The problem: in an industry where such distributors depend on signing rights from the all-powerful studios, necessary subscription and streaming rights are usually locked up by bigger, premium distributors. Right now, the respective value of instant-access versus disc choice is plain – but don’t expect to enjoy both choice and instant online playback any time soon.
The services have been steadily securing more digital rights – Lovefilm, which took a £10.5 million loan in 2009 to build its digital business, added Icon and Momentum. Netflix signed on Relativity Media. But each has fewer deals with Hollywood’s majors.
“Studios have not yet given subscription rights to new releases,” says Michael Comish, CEO of UK movie streaming service Blinkbox. “You can’t watch Avatar online in a subscription service – you can get it on (a la carte) Blinkbox and iTunes. It can take 12 to 18 months to complete a deal with the studios.”
Lovefilm hopes regulatory reform can change that. The UK’s Competition Commission is investigating the nascent premium subscription-VOD market, after media regulator Ofcom told it News Corp.’s Sky Movies channels have a damaging lock on Hollywood rights. The European Commission last month echoed that it has “strong concerns” about the situation…
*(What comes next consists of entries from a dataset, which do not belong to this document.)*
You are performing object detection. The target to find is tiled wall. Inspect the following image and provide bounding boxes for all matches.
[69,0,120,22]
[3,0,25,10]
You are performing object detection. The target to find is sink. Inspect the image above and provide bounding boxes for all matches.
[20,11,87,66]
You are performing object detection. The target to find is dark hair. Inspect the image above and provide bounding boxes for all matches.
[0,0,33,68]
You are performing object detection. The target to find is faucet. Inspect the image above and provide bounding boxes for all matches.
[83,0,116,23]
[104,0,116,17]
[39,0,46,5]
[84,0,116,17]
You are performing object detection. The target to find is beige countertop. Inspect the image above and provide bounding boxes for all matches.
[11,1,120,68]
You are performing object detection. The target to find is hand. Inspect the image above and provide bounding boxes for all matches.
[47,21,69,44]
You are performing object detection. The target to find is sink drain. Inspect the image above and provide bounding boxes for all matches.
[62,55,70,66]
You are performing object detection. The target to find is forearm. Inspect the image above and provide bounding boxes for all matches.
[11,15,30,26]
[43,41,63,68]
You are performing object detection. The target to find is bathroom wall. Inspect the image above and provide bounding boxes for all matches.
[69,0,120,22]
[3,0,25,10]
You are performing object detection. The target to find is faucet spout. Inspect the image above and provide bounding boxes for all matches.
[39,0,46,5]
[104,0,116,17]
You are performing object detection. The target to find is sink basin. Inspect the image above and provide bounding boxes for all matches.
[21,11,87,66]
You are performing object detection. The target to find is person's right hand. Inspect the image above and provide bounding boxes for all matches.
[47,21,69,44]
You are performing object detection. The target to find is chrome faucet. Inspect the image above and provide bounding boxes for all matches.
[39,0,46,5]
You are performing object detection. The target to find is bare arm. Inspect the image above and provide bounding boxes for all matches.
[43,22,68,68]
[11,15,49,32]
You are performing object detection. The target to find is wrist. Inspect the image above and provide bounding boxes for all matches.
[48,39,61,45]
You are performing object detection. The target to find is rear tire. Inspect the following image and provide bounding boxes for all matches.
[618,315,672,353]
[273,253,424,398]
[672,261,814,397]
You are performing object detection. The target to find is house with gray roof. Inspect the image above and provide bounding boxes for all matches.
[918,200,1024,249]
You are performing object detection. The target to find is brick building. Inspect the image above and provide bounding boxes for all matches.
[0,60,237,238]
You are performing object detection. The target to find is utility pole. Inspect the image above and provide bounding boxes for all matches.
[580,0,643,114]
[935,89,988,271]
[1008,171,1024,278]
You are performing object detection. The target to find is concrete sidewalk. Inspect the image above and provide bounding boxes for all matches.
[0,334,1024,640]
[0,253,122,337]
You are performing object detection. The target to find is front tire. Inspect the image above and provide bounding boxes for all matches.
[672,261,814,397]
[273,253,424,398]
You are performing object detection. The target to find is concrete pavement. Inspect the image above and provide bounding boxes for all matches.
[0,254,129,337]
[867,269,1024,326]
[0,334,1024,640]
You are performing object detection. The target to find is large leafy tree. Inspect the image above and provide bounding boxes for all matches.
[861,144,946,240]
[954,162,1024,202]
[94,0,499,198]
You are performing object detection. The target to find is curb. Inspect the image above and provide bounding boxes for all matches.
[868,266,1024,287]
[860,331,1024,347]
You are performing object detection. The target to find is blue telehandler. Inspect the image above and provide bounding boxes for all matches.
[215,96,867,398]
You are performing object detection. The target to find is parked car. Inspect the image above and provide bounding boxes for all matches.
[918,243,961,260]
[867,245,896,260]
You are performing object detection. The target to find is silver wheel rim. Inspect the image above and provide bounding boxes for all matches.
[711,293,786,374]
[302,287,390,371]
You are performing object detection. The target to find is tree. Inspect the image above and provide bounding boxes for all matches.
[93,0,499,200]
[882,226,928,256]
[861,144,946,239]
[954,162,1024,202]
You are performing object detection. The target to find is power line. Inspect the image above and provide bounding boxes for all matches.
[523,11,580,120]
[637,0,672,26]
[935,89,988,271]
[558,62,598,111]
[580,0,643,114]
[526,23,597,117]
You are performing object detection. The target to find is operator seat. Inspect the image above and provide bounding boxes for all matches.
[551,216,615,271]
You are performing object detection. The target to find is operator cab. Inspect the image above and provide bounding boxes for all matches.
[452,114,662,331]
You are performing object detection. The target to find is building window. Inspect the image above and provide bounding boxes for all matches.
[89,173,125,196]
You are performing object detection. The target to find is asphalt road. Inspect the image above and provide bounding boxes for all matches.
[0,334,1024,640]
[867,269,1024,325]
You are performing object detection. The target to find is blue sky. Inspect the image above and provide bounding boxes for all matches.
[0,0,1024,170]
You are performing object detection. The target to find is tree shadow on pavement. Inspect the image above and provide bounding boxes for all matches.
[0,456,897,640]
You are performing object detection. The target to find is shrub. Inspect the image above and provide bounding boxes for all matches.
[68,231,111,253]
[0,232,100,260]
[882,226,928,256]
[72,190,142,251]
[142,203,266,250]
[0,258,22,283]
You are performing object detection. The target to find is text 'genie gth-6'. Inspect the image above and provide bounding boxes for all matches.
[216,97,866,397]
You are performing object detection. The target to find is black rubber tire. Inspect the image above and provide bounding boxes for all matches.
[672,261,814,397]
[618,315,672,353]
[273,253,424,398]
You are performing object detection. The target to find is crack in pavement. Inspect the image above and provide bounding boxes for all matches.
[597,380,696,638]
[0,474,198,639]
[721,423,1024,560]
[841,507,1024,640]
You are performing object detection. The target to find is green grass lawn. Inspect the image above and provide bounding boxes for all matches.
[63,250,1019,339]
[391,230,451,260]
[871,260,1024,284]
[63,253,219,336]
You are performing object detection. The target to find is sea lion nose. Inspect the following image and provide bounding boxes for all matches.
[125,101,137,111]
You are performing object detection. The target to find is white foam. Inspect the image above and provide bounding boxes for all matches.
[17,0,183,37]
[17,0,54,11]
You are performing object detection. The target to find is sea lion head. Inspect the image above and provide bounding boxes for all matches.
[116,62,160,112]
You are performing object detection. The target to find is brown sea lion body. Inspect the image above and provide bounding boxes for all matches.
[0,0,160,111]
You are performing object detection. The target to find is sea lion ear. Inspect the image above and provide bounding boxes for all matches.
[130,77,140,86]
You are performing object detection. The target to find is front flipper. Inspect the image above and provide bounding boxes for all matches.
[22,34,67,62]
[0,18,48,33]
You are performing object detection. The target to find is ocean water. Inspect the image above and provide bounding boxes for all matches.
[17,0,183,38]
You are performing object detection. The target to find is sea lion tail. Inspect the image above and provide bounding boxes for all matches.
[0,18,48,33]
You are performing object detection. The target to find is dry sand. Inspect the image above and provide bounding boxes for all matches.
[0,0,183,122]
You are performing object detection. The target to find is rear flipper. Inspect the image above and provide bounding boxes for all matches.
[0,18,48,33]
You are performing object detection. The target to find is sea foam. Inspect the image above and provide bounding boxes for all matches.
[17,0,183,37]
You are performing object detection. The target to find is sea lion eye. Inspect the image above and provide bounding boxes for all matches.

But the UK Competition Commission’s inquiry is not even due to conclude until summer 2012, by which time the over-the-top IPTV distribution prospect should be in full swing.
Comish tells us Blnkbox has the UK’s largest online library (8,000 titles) because it eschews both discs and the subscription model favoured by Lovefilm and Netflix, rights for which are harder to win. This is why Lovefilm has supplanted its core subscription offerings with a smattering of PPV movies.
Comish is confident: “The £2.2 billion DVD business is going to very aggressively move online over the next few years.” But: “Netflix and LoveFilm have been less focused on acquiring the rights in the past – this is now changing.”
Press reports keep dangling a £200 million asking price for Lovefilm in front of Amazon (NSDQ: AMZN). But Amazon would in no way be getting a ready-made top-tier online movie service; that work’s ongoing…
In fact, cash from a sell-off or IPO may be exactly what the service needs in order to win digital rights. Amazon, which already has some sell-thru and rental rights, would be gaining a full rights suite by adding Lovefilm’s subscription model.
[ * Ed note: Our figures come from the companies themselves, except Netflix’s online repertoire, which is from Instantwatcher.]